The trouble with setting surety bond amounts

Find out about the trouble with setting surety bond amounts

A lot more goes into developing surety laws than the public might be aware of. Difficulties can arise at any point during the bonding process. The basic flow works like this:

  • Legislators use their discretion to write surety bond laws
  • Companies/individuals apply for bonds they’re required to purchase and hope they’re qualified
  • Surety providers decide which applicants to financially back with a bond

A lot of people don’t realize that when issues arise during the bonding process, they almost always stem from the same place: the surety bond amounts. Determining what any given surety bond amount (technically called a “penal sum”) should be is complicated. Recognizing the potential implications involved with setting excessive or insufficient bonding amounts can help legislators, business owners and surety providers alike better understand their roles in the process.

Legislators pass laws that require surety bonds in a certain amount.

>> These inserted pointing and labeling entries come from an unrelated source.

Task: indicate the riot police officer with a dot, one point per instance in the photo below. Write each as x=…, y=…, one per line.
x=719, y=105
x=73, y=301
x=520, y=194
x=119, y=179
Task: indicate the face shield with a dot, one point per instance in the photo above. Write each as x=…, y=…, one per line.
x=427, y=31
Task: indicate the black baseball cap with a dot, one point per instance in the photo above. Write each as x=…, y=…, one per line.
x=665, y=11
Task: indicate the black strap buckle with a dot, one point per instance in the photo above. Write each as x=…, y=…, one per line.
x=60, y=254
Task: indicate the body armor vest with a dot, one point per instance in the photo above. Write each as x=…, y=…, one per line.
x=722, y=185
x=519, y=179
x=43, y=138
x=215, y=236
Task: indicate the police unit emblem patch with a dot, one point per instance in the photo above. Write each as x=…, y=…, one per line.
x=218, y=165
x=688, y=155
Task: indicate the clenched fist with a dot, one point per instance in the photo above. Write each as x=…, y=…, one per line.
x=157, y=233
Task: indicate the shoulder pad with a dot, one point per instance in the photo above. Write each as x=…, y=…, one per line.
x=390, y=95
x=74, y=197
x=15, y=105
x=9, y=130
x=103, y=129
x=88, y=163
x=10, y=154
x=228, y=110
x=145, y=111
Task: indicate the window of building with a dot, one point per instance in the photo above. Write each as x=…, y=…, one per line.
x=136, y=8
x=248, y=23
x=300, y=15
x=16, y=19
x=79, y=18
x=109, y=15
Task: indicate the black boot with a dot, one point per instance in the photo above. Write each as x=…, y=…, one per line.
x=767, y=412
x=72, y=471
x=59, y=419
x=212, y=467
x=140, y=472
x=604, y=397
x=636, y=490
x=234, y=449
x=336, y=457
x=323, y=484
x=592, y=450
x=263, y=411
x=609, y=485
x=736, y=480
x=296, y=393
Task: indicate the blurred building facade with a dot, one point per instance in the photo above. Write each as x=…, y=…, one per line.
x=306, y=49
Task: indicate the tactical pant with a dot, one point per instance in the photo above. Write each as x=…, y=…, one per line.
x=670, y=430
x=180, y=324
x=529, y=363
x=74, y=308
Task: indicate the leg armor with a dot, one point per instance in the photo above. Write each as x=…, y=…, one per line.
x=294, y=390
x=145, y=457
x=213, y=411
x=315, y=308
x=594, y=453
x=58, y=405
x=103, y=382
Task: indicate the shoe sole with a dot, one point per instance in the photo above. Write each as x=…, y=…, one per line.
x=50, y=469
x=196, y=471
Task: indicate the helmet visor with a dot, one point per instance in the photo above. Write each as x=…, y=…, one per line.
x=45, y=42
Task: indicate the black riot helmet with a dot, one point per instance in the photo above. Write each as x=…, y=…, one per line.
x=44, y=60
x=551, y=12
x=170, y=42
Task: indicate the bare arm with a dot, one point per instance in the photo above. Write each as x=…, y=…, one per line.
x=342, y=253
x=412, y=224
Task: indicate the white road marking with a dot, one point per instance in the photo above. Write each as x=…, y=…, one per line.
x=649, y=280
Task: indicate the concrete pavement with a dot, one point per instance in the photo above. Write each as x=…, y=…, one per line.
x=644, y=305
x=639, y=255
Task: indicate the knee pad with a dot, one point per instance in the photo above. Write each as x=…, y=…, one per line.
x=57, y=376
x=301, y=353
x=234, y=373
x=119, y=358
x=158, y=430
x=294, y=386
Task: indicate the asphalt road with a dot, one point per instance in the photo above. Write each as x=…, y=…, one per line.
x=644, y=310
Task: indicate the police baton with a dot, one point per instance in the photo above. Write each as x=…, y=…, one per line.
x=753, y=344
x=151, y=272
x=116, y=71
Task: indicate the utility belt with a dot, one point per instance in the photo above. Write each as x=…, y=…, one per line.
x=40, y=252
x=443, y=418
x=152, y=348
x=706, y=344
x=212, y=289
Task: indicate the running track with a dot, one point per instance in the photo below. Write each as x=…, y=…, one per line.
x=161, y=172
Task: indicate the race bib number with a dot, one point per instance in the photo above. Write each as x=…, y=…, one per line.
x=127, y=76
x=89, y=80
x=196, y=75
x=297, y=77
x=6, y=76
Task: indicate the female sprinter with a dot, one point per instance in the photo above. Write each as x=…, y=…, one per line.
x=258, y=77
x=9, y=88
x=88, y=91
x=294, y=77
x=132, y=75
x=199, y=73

Sometimes this is done without proper consideration for what amount is in the best interest of the industry versus what’s in the best interest of the consumer. Sometimes the bond’s penal sum might be too low to actually provide adequate consumer protection. Conversely, if the amount is too high, certain individuals might not be able to qualify for the bond and/or pay for its premium.

Herein lies the problem in determining what the most effective bond amount is. The following examples represent the two major concerns with setting surety bond amounts.

Case study: the insufficient freight broker bond amount

The Fighting Fraud in Transportation Act of 2011 proposes the surety bond amount required of freight brokers be increased from just $10,000 to $100,000. The change was contrived because trucking companies continue to go out of business after being unable to collect due payments on brokered loads. These companies are currently unable to collect their due payments by making surety bond claims because the funds have already been depleted from previous claims. Increasing the bond amount from $10,000 to $100,000 would provide an additional financial cushion for such companies and allow them to stay in business.

However, some people have argued that increasing the bonding amount would discriminate against smaller transport companies that wouldn’t be able to afford the much larger bonds. When applicants have bad credit, surety providers typically require them to post collateral for the full bond amount before issuing them a freight broker bond. Continuing this practice with a $100,000 bonding amount would obviously keep some individuals from working in the industry. Supporters of the bill, though, point out that the new restriction would be completely understandable given the increased instances of industry fraud in recent years. To date, the bill is still under review.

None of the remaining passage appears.